1. Swap two rows: Swap two rows in the matrix. This transformation does not change the rank of the matrix. If the matrix is reversible, its inverse matrix can be obtained through a series of row exchanges. When two rows are exchanged, it is necessary to pay attention to maintaining the equivalence relationship of matrices. Only when there are elements crossing between two rows can they be exchanged. Otherwise, this transformation will cause the matrix to lose its meaning.

2. Eliminate elements in a row: select an element in a row, multiply it by a non-zero constant, and add it to the row where another element is located, so that the element is eliminated to zero. This transformation is called line elimination. It does not change the rank of the matrix. In the online elimination method, attention should be paid to selecting appropriate elements and constants.

3. Eliminate the relationship between two rows: select the corresponding elements in two rows to make them equal. Specifically, if the corresponding elements in two rows are proportional, a series of rows can be used to eliminate the elements and make all the elements in two rows equal. This transformation is called line simplification.

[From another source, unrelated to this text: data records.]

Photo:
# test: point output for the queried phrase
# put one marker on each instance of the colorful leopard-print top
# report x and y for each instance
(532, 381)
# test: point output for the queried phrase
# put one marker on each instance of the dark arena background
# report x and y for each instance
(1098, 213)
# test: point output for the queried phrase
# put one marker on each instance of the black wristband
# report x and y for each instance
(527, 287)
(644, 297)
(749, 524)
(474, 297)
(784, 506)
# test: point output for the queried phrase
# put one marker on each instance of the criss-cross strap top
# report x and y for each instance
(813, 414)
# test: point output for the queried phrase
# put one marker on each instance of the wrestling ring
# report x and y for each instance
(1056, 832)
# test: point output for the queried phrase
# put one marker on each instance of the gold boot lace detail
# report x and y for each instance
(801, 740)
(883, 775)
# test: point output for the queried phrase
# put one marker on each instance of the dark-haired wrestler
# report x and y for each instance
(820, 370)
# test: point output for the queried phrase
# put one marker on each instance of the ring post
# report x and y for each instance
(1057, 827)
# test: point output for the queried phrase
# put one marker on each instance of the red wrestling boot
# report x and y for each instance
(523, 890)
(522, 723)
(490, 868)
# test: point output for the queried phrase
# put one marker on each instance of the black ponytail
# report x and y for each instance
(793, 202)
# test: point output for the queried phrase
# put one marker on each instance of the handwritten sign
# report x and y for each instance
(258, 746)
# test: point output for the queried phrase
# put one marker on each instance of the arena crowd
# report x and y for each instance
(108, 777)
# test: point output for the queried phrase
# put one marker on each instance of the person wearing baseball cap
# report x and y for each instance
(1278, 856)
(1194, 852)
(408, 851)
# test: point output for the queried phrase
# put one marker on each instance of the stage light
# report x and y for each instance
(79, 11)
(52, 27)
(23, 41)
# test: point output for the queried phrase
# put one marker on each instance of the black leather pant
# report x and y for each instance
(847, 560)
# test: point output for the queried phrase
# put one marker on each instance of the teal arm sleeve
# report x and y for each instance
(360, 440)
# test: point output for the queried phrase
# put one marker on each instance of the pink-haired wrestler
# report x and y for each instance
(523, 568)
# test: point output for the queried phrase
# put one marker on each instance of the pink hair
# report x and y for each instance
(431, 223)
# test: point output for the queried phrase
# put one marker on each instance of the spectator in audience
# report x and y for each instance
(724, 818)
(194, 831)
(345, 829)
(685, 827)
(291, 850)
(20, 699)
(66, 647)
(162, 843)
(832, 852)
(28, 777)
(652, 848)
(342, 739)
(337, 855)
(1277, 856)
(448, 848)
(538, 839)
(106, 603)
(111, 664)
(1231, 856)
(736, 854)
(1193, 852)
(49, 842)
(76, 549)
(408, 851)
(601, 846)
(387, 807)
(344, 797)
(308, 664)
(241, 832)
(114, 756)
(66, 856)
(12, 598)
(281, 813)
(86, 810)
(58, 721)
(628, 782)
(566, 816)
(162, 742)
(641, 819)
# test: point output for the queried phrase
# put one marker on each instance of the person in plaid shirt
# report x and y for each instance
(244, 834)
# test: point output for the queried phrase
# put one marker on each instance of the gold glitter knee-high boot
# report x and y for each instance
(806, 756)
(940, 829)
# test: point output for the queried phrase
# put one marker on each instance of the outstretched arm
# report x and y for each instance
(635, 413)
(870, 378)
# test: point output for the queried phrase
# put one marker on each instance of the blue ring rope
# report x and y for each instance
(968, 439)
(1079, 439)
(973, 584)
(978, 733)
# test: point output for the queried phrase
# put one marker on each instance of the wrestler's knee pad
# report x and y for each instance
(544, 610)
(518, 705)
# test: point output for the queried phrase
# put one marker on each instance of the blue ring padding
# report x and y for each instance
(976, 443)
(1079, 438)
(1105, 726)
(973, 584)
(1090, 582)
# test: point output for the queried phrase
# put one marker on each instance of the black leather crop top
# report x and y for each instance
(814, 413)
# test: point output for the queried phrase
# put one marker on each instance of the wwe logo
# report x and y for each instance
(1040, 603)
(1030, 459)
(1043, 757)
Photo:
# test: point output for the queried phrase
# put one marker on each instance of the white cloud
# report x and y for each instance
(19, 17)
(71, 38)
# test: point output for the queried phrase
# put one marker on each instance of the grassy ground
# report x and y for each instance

In the elementary row transformation of matrix, we should pay attention to the following points:

1. Select the appropriate elementary line transformation: according to the specific problems and goals, select the appropriate elementary line transformation. For example, if you need an inverse matrix of a matrix, you should simplify the matrix into the simplest form by row elimination, and then find the inverse matrix according to the definition.

2. Maintain the legitimacy and effectiveness of the transformation: When performing elementary line transformation, it is necessary to ensure the legitimacy and effectiveness of the transformation. For example, two rows in a matrix cannot be interchanged unless an element passes through them.

3. Pay attention to the order and mode of transformation: the order and mode of elementary line transformation may affect the final result. Therefore, it is necessary to carefully choose the order and mode of transformation to achieve the best effect.

4. Avoid over-transformation: Over-transformation may cause the matrix to be meaningless or unsolvable. For example, if there is no non-zero element in a row, it can no longer be eliminated.

5. Pay attention to the handling of special circumstances: for some special circumstances, special handling is needed. For example, for some irreversible matrices, it is necessary to find their approximate solutions or least square solutions through some special elementary row transformations.